Think about who needs what you ask from her husband? For example, you are not happy with the fact that he could not take to the cottage with your mom's TV all the time looking for different excuses. Now ask yourself the question, who needs it — him or your mother? If your husband visiting mother-in-law feels free and easy, he likes to go there and chat with her, then surely such problems simply would not arise. When every situation you ask yourself, "and in whose interests it", you finally begin to understand your husband and the motivation for his actions.
Stop to take offense at her husband, better think how to make so that he had the desire to fulfill your request, i.e. it was "in his interest". Can you promise him something nice or create special conditions in the process execution.
Learn to concede and compromise. In the end, the relationship between spouses should not be based on the principle of "who owes what to whom and duty" and the sense of responsibility for his family. Very important to be able to go to meet my husband. But not to accuse him that he doesn't understand you and isn't coming to you, it may not lead to anything. You need to start with ourselves, to take matters into their own hands and by his own example, by our own actions to show how it should be.
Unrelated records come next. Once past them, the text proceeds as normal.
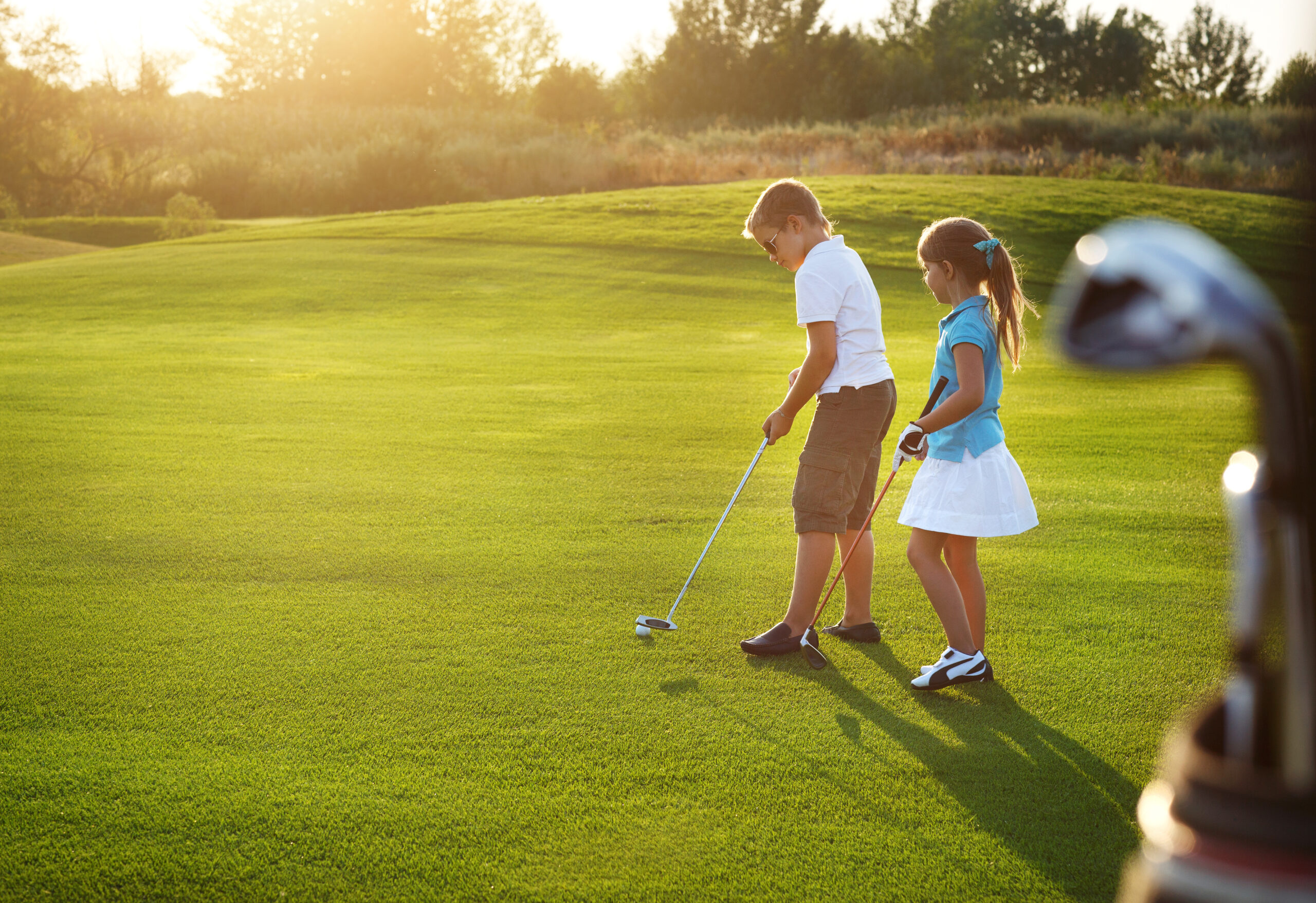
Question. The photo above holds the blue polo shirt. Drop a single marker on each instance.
(971, 321)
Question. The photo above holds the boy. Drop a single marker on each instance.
(847, 368)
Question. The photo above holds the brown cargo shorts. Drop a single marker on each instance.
(843, 457)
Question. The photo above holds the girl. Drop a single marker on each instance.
(969, 486)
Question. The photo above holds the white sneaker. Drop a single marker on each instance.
(955, 668)
(945, 657)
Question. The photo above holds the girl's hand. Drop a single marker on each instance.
(912, 444)
(777, 426)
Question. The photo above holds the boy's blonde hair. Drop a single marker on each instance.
(782, 199)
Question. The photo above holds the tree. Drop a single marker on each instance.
(1213, 60)
(572, 95)
(43, 156)
(1295, 83)
(1118, 58)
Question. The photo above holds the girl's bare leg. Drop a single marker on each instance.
(962, 558)
(858, 577)
(924, 553)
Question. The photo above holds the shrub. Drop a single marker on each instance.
(185, 216)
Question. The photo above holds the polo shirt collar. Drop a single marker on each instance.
(976, 302)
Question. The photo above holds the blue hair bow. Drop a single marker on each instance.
(986, 246)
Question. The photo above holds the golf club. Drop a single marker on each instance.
(666, 623)
(1235, 814)
(812, 653)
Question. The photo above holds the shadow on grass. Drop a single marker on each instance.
(1047, 797)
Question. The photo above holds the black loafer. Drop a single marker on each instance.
(869, 632)
(777, 641)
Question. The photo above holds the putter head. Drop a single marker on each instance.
(815, 657)
(656, 623)
(1149, 294)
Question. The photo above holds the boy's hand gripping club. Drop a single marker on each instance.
(812, 653)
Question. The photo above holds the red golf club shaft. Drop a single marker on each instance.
(927, 408)
(853, 547)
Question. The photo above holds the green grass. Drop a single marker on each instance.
(23, 249)
(320, 549)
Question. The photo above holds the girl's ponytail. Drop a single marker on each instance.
(972, 249)
(1007, 303)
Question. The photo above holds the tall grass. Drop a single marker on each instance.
(252, 160)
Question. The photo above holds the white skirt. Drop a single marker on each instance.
(976, 497)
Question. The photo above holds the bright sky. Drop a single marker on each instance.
(591, 31)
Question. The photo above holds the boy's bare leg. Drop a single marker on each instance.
(962, 558)
(858, 579)
(814, 556)
(924, 553)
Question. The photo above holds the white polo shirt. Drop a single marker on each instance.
(833, 285)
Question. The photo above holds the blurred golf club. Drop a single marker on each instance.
(1234, 814)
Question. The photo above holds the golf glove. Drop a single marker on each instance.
(911, 444)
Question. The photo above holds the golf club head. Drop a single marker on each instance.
(1148, 294)
(818, 661)
(656, 623)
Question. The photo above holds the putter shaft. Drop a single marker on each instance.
(720, 521)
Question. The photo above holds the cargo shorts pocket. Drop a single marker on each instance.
(820, 482)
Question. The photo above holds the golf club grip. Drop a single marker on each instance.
(936, 394)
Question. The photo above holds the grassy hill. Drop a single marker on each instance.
(24, 249)
(320, 548)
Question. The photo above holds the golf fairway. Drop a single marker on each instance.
(321, 548)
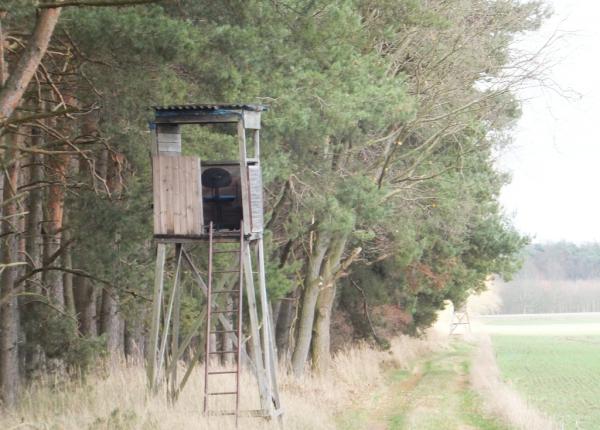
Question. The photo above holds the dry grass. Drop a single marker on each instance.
(499, 398)
(115, 397)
Find the courage to accept one solution: to leave or to stay. After all, whatever it was, and the situation is different, and sometimes all attempts to understand her husband break the wall of his selfishness and cruelty. Then you need to take a sheet of paper and write in two columns the reasons to leave and to stay. If the comparison of columns will be not in favor of family preservation, the need to find the strength to make the decision to leave. If more reason to be with your husband, do not leave their attempts to understand it and accept it for what it is.